The dates of the World Professional Figure Skating Championships at MCI Center were reported incorrectly in yesterday's Reliable Source column. The correct dates are Dec. 10 and 11. (Published 11/25/99)

Bill Buckley's Exit 'Line'

* When William F. Buckley Jr. tapes his last "Firing Line" three weeks from now, he won't worry that anybody soon will rob him of his title as Longest-Serving Television Host. "Actually, it's the longest show in the history of television with the same host," Buckley, who turns 74 today, told us. "It would be 34 years old if I did it into April."

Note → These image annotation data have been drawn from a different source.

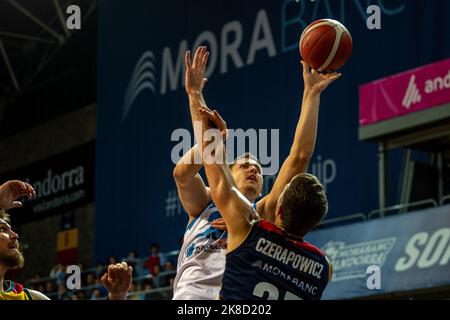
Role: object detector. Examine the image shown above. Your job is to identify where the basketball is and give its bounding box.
[299,19,352,72]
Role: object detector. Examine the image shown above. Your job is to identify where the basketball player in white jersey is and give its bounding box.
[173,47,340,300]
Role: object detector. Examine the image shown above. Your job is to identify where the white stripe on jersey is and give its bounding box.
[173,202,227,300]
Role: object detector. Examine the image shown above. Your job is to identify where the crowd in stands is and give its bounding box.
[25,243,178,300]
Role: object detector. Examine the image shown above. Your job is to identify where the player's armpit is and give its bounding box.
[173,145,211,218]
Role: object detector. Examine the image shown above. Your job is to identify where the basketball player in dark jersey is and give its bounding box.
[199,108,332,300]
[0,180,133,300]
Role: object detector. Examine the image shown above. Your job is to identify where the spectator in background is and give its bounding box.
[95,278,108,297]
[95,263,106,278]
[158,260,176,287]
[127,282,142,300]
[140,279,153,300]
[85,272,95,287]
[125,251,139,271]
[144,243,166,275]
[45,281,56,294]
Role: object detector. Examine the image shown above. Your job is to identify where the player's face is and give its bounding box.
[0,219,23,269]
[231,158,263,201]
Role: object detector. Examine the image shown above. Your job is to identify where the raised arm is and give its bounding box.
[256,61,341,221]
[0,180,36,209]
[173,47,211,219]
[173,145,211,219]
[200,108,253,251]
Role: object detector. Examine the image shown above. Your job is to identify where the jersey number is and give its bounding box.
[253,282,302,300]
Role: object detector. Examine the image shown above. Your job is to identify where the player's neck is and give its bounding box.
[242,190,258,203]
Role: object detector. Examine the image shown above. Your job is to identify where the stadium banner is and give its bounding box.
[95,0,450,260]
[359,58,450,126]
[0,142,95,225]
[306,205,450,299]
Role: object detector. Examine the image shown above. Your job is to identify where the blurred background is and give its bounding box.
[0,0,450,300]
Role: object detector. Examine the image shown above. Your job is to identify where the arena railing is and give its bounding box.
[318,212,367,227]
[367,199,438,220]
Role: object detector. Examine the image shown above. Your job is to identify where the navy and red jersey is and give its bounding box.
[220,220,329,300]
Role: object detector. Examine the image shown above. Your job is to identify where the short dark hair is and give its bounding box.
[228,152,262,170]
[0,209,11,223]
[280,173,328,237]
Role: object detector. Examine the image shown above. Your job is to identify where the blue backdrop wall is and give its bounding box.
[95,0,450,259]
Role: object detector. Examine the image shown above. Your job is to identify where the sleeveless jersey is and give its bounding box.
[0,280,33,300]
[220,220,329,300]
[173,202,227,300]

But what a party it has been! In the 1,461 weekly shows he has hosted since April 1966 (on public television since 1971), Buckley has traded barbs and insights with nearly every major figure on the planet--from Muhammad Ali to Margaret Thatcher--while becoming a pop-culture icon himself. "So that it wouldn't be too painful, I thought: How about 11 minutes of selections culled by the Museum of Radio and Television on the second-to-last show, with nine of the minutes consisting of imitations of me?" said Buckley, who, besides being the founder of National Review magazine and thus of modern American conservatism, is famous for his eccentric renderings of $64 words in a quasi-English accent, his deceptively lazy slouch and his lizardlike, darting tongue.

"I was unusual. For a long time, I was the only conservative anybody ever saw," said Buckley, who hopes stations carrying "Firing Line" will replace it with "Uncommon Knowledge," hosted by former Reagan speechwriter Peter Robinson. In recent years, "Firing Line" went from an hour to 30 minutes and the show became positively polite. "It was more or less correlative to the slowdown of polemics, which were a lot louder in the '60s than in the '70s or the '80s. Now the exchanges are more informative."

Buckley, who said he feels "both a little wistful and relieved," plans to continue sailing, writing books and producing his syndicated newspaper column. "I don't want to die onstage," he said. "So why not end the television show now and give the next millennium a chance?"

The Ice Girl Cometh

She's a big celeb earning serious money on the pro skating circuit--including the World Professional Figure Skating Championship, Dec. 11 and 12 at MCI Center--but Olympic gold-medalist Tara Lipinski is still only 17. "I guess my parents really keep me down-to-earth," the 5-foot-1 phenom told us yesterday, referring to Jack and Pat Lipinski back in Sugarland, Tex. "When I'm at home, I'm their daughter. I don't have, like, specific chores, but I do help my mom."

Since turning pro after her 1998 triumph at the Nagano Olympics, Lipinski has found time to go shopping, hang out with best friend Erin Elbe and dip her twinkly toes into Hollywood. She has a recurring role on "The Young and the Restless" as a main character's confidante, will be featured in the upcoming Fox TV movie "Ice Angel," and, exploring her hidden sinister side, plays an "evil" girl, she told us, in Nickelodeon's "Are You Afraid of the Dark?"

And boys? "I think I've been kind of busy," Lipinski giggled. "It's not like it's on hold. It's just not my first priority." C'mon, no main man? "You're not giving me a break on this." And the future? "I want to keep skating professionally for a while and acting. And I'm hoping I'll do the normal thing and get married and have kids sometime. But that seems so far off."


* At yesterday's divorce hearing attended by Newt Gingrich's estranged wife, Marianne, D.C. Superior Court Judge Brook Hedge ordered Newt's girlfriend, Callista Bisek, to come up with phone records, love letters, bank statements, travel receipts and other documents shedding light on their six-year affair. "This has been a very painful process," Marianne Gingrich told us after her small victory.

* Ex-hizzoner Marion Barry briefly reentered government service yesterday. "Just doing my civic duty," the former mayor-for-life told us, calling from the jurors' waiting room at D.C. Superior Court. "I'd like to be on a panel. I've been in three jury pools now, and every time the prosecutor knocked me off." Barry, who is trying his hand at investment banking when not being targeted by FBI stings--"Some folks are obsessed with getting me, you know. Sometimes people just get obsessed"--was ultimately sent home without getting a trial. "I'm not 'itching' to get back into public life," he said. "But I miss it sometimes."

* Erstwhile GOP presidential candidate Elizabeth Dole is actively considering going on "Saturday Night Live." "When she dropped out, we wanted her to come on with Norm Macdonald, who used to do Bob Dole," SNL producer Lorne Michaels told us yesterday. "Right now there's nothing already written, but if she says she'll do it, that would generate ideas."

* We hear that Tina Brown has signed Arianna Huffington to write a monthly political column for Talk magazine during the presidential campaign season. Huffington told us that her first installment, for the February issue, will be a meditation on Gary Hart.